Giovedì 04 Febbraio 2010

In Bergamasca 14.860 anziani
vivono con 460 euro al mese

In provincia di Bergamo 14.860 pensionati vivono con una pensione da 460 euro al mese: si tratta di uomini e donne che ricevono il trattamento minimo di pensione. Ci sono poi altri 16.000 pensionati che vivono fra i 460 e 700 euro. La media dei trattamenti delle donne pensionate in terra orobica è inferiore ai 600 euro, mentre la media dei maschi arriva a 1.100 euro.

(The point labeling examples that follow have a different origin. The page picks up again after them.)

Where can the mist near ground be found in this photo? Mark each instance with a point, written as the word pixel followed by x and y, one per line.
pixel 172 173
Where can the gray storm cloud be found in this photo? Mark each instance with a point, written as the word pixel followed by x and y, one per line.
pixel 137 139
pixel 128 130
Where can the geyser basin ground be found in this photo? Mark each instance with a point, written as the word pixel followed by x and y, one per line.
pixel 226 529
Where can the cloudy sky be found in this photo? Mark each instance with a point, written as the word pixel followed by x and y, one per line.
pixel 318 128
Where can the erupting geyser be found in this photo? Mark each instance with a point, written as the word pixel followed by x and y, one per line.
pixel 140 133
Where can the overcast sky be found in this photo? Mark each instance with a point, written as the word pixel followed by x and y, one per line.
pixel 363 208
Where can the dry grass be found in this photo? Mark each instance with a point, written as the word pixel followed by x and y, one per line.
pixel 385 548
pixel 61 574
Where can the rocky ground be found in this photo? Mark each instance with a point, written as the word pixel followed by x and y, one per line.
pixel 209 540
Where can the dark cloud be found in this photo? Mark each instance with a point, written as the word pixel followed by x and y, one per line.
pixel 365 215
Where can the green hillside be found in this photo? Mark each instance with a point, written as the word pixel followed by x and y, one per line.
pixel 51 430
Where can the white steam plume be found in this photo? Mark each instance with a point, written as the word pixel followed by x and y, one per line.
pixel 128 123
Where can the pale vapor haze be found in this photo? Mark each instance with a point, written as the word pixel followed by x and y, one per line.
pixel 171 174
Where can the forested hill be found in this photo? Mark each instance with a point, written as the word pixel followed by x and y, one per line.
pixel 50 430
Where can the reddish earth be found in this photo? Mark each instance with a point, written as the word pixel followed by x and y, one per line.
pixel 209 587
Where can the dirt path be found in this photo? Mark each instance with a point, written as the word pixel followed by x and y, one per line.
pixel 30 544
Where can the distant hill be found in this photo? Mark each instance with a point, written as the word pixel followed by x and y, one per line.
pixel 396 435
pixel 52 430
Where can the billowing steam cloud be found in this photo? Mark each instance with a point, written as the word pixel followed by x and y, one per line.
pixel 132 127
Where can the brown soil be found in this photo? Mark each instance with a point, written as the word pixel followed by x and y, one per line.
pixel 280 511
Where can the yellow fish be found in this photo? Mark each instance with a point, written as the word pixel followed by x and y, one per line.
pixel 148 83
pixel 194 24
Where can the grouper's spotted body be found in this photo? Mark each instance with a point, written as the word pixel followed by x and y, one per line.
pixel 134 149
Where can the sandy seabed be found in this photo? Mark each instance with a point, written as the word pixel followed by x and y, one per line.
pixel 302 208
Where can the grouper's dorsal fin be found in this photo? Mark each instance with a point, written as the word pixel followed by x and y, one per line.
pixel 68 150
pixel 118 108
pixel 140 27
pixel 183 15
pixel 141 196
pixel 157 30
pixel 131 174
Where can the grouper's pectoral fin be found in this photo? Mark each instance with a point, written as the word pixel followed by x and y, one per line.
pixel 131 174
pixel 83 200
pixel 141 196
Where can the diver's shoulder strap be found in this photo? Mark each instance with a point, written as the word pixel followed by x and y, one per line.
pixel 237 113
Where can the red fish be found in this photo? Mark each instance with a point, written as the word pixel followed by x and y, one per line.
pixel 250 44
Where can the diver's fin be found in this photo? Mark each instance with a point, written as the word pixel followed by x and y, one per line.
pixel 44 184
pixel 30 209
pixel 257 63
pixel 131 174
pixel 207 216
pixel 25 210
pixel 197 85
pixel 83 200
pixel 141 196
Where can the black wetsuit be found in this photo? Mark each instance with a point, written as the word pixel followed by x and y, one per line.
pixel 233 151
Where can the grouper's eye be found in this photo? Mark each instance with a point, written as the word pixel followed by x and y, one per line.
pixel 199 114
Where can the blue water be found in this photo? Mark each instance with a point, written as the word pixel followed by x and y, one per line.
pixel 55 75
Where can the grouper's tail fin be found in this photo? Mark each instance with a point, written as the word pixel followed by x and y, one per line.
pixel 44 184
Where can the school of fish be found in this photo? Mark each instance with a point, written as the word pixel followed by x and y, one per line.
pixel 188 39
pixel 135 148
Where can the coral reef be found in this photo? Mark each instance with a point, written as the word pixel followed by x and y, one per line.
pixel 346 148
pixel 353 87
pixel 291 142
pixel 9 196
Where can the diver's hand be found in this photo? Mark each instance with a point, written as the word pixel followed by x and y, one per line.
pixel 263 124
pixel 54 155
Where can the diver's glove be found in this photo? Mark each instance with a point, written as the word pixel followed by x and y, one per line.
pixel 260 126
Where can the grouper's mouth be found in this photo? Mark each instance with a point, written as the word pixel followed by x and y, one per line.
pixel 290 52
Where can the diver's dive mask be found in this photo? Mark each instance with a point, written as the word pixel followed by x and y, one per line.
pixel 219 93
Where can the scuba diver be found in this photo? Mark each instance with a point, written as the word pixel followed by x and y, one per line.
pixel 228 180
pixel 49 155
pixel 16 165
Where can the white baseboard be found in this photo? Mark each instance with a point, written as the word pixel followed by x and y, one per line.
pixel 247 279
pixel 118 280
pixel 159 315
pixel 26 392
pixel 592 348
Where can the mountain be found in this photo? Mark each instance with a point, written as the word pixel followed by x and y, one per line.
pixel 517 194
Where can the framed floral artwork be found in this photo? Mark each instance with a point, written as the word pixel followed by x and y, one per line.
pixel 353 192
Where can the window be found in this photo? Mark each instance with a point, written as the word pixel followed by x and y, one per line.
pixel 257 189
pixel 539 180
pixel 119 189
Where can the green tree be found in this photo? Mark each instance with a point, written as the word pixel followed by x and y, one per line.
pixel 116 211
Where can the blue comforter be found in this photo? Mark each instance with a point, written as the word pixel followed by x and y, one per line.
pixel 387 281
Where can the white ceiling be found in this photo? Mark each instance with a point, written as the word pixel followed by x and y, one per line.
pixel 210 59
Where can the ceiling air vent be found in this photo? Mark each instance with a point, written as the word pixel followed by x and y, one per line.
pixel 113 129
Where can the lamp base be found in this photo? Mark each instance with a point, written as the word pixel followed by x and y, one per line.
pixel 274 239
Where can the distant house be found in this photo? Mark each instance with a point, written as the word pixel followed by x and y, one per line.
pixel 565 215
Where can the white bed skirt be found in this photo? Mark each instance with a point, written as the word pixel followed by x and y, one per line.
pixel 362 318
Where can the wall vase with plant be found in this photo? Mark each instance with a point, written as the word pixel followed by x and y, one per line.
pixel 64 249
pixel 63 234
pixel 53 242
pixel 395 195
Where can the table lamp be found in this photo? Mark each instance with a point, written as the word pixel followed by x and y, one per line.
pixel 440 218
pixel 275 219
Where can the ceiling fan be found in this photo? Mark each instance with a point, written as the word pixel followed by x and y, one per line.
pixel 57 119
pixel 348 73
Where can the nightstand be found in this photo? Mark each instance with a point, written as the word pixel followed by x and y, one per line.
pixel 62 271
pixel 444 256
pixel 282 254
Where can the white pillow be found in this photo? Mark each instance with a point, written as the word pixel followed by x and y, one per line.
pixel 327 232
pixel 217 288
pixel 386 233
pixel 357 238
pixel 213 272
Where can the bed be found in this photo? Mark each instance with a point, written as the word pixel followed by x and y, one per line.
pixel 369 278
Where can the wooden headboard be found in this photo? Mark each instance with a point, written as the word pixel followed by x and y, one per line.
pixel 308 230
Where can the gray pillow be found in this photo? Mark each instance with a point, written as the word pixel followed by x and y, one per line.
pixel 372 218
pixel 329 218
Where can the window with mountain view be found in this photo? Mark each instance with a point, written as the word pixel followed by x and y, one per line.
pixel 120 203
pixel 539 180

Il dato è confermato dalla Cisl di Bergamo che sottolinea anche come in città, a fronte di quasi 16.000 pensionate, sono circa 4.700 i trattamenti al minimo, cioè quelli da 460 euro, erogate alle donne. Il numero delle pensioni minime sale notevolmente in provincia, questo per ragioni storiche di minor inserimento nel mondo del lavoro.

Insomma, praticamente più di 30.000 anziani vivono sotto la soglia dei 700 euro: si tratta dell'8,3% dei 360.000 trattamenti da Inps e Inpdap. E ancora: le persone sopra i 65 anni in provincia che hanno solo l'indennità di accompagnamento sono 11.000, mentre altri 5.000 bergamaschi con meno di 65 anni vivono con indennità di accompagnamento e pensione civile. Circa 1.500 sono i bergamaschi ciechi totali e parziali.

Cartellino rosso dall'Europa all'Italia
Le pensioni minime contributive e l'assegno mensile ai disabili non sono adeguati in Italia a quanto stabilito dalla Carta Sociale Europea. A denunciarlo è il Comitato del Consiglio d'Europa, organo preposto a vigilare sul rispetto della Convenzione. Questo importante intervento istituzionale conferma quanto la Fnp CISL da sempre denuncia: l'impoverimento delle persone titolari di tale reddito e la difficoltà delle persone non autonome o disabili. La Fnp rivendica interventi pubblici che pongano rimedio alla pesante condizione delle persone che stanno dentro l'area denunciata.

«E fra queste ci sono soprattutto donne anziane – sottolinea Mina Busi, della segreteria FNP CISL di Bergamo - la cui vita lavorativa fuori casa è stata limitata negli anni, quindici o venti al massimo, e poi hanno badato alla famiglia, cresciuto i figli, accudito i nipoti, assistito i genitori anziani, sopperendo alle carenze dei servizi sociali pubblici. Il 52% delle donne pensionate vivono con 20 anni di contribuzione, solo il 10% raggiunge i 35 anni. Oltre 2,5 milioni di donne pensionate vivono con importi inferiori a 500 euro mensili».

«La differenza sulle pensioni – prosegue Busi - è maggiore della differenza che esiste fra salari maschili e femminili. Tale divario è dato sia dalla bassa contribuzione dovuta all'abbandono per accudire la famiglia, sia alla perdita del posto di lavoro, ma anche dalla bassa scolarizzazione che ha prodotto salari più poveri.. La tutela dei diritti e la risposta ai bisogni di queste persone è necessaria, se non le si vuole escludere dalla cittadinanza sociale, prevista peraltro dalla Costituzione. Le pensionate Cisl – conclude - nell'impegno quotidiano svolto nel sindacato, sostengono con forza le richieste della loro Federazione e auspicano che nel 2010, "Anno europeo della lotta alla povertà", l'Italia prenda provvedimenti concreti a tutela dei suoi cittadini anziani, a partire da coloro, soprattutto donne, che vivono da sole».